Example, with kind User:
type User struct {
Id string `datastore:"-" goon:"id"`
Read time.Time
}
Example, with kind U if _kind is the empty string:
type User struct {
_kind string `goon:"kind,U"`
Id string `datastore:"-" goon:"id"`
Read time.Time
}
To override kind of a single entity to UserKind:
u := User{_kind: "UserKind"}
An example with both parent and kind:
type UserData struct {
Id string `datastore:"-" goon:"id"`
_kind string `goon:"kind,UD"`
Parent *datastore.Key `datastore:"-" goon:"parent"`
Data []byte
}
Features
Datastore interaction with: Get, GetMulti, Put, PutMulti, Delete, DeleteMulti, Queries.
All key-based operations backed by memory and memcache.
Per-request, in-memory cache: fetch the same key twice, the second request is served from local memory.
Intelligent multi support: running GetMulti correctly fetches from memory, then memcache, then the datastore; each tier only sends keys off to the next one if they were missing.
Memcache control variance: long memcache requests are cancelled.
Transactions use a separate context, but locally cache any results on success.
Automatic kind naming: struct names are inferred by reflection, removing the need to manually specify key kinds.
Simpler API than appengine/datastore.
API comparison between goon and datastore
put with incomplete key
datastore:
type Group struct {
Name string
}
c := appengine.NewContext(r)
g := &Group{Name: "name"}
k := datastore.NewIncompleteKey(c, "Group", nil)
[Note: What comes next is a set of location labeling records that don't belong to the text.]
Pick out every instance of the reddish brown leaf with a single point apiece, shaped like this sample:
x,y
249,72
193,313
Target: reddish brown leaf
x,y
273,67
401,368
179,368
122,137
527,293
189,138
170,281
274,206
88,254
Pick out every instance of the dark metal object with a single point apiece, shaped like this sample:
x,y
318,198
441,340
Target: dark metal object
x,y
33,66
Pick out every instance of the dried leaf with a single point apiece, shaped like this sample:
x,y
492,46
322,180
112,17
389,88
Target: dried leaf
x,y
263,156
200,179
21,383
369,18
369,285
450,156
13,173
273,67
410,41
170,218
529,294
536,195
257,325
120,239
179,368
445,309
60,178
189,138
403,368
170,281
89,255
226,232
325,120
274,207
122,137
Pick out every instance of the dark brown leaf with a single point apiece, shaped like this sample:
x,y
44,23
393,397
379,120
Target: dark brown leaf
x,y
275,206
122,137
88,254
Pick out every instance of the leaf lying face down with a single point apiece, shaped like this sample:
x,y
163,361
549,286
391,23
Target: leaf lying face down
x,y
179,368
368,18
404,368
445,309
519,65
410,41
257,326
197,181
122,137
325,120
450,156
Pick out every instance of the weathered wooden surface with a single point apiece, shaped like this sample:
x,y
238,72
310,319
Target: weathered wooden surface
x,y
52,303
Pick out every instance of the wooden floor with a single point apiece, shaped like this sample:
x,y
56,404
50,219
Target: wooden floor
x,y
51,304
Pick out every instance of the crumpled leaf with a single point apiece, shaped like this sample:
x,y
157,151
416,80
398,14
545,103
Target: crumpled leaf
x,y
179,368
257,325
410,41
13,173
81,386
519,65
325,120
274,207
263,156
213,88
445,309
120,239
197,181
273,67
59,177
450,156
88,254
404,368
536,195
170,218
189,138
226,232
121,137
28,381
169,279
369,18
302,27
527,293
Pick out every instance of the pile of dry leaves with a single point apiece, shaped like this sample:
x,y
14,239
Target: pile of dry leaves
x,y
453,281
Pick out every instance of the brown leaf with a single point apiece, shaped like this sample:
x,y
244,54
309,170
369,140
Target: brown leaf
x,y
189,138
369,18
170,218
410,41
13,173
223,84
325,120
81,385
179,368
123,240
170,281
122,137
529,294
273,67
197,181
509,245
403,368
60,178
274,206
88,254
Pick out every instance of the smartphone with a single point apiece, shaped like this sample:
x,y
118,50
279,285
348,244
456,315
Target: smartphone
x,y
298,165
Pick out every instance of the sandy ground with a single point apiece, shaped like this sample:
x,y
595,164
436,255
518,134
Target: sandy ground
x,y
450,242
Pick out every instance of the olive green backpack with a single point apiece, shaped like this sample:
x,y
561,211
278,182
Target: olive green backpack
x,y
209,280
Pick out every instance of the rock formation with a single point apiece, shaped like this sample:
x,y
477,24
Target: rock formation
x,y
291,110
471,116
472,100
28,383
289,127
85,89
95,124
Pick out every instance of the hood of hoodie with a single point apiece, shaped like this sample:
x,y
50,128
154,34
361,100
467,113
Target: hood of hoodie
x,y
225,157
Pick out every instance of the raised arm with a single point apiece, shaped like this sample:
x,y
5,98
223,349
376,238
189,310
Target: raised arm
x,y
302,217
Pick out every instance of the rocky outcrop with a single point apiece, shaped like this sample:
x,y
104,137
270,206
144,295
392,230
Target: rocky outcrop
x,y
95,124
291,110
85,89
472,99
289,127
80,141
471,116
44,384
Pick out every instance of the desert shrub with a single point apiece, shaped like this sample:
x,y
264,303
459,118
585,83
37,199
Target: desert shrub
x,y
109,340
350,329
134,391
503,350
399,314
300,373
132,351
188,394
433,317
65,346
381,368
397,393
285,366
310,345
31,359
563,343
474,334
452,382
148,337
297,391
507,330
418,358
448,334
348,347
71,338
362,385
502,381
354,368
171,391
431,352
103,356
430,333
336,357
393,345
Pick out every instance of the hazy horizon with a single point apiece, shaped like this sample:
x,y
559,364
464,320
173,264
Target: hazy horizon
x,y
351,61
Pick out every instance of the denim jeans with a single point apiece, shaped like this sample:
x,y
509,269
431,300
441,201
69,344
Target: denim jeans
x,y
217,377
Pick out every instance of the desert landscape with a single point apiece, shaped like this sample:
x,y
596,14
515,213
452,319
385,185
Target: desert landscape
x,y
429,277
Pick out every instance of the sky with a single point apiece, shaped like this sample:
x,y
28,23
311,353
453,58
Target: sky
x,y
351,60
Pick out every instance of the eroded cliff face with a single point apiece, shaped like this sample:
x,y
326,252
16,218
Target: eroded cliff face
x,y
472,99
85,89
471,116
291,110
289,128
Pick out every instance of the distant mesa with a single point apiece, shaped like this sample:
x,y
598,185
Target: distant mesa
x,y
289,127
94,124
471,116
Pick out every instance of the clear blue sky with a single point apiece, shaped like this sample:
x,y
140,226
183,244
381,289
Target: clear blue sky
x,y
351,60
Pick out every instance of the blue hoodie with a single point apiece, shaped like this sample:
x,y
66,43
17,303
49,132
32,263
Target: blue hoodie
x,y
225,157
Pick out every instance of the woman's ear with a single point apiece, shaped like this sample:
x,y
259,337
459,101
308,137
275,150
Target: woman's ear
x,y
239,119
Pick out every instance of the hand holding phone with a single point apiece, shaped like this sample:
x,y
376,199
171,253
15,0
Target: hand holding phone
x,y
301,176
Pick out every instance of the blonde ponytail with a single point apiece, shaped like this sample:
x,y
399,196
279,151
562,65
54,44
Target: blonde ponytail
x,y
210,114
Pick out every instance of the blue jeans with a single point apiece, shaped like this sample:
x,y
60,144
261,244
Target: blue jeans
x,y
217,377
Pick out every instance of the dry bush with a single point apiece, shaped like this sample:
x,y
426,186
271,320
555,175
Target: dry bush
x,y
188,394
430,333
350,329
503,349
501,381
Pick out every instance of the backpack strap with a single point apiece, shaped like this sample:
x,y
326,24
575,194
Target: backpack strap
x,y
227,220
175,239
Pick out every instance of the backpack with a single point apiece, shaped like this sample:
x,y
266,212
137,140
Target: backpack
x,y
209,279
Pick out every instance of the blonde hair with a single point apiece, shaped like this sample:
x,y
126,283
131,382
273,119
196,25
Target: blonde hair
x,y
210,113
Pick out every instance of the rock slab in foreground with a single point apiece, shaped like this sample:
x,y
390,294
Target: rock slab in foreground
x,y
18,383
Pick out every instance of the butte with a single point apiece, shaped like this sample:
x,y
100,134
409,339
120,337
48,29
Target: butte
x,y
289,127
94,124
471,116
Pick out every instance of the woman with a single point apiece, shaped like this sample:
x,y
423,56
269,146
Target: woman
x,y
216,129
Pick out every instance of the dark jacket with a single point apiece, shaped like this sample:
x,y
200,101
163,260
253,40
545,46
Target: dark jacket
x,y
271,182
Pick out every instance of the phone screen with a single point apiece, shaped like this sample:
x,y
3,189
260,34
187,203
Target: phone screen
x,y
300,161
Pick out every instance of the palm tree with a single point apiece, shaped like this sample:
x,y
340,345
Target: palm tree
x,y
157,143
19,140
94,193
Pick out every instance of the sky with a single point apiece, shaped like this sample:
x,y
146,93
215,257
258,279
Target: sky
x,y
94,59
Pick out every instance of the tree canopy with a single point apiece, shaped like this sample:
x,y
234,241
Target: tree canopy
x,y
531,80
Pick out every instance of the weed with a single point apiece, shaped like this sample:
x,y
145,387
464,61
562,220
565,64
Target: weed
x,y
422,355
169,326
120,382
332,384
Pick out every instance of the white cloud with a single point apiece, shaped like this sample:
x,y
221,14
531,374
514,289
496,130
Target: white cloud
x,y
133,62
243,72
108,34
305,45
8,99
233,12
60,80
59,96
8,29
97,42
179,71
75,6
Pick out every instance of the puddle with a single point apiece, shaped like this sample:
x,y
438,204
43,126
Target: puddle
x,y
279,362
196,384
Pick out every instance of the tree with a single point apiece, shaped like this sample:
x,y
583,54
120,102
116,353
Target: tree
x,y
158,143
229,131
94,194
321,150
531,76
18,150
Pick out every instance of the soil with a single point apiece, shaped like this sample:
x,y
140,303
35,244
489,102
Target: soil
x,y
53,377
err := datastore.Put(c, k, g)
goon:
type Group struct {
Id int64 `datastore:"-" goon:"id"`
Name string
}
n := goon.NewGoon(r)
g := &Group{Name: "name"}
err := n.Put(g)
get with known key
datastore:
type Group struct {
Name string
}
c := appengine.NewContext(r)
g := &Group{}
k := datastore.NewKey(c, "Group", "", 1, nil)
err := datastore.Get(c, k, g)
goon:
type Group struct {
Id int64 `datastore:"-" goon:"id"`
Name string
}
n := goon.NewGoon(r)
g := &Group{Id: 1}
err := n.Get(g)
Memcache Control Variance
Memcache is generally fast. When it is slow, goon will timeout the memcache
requests and proceed to use the datastore directly. The memcache put and
get timeout variables determine how long to wait for various kinds of
requests. The default settings were determined experimentally and should
provide reasonable defaults for most applications.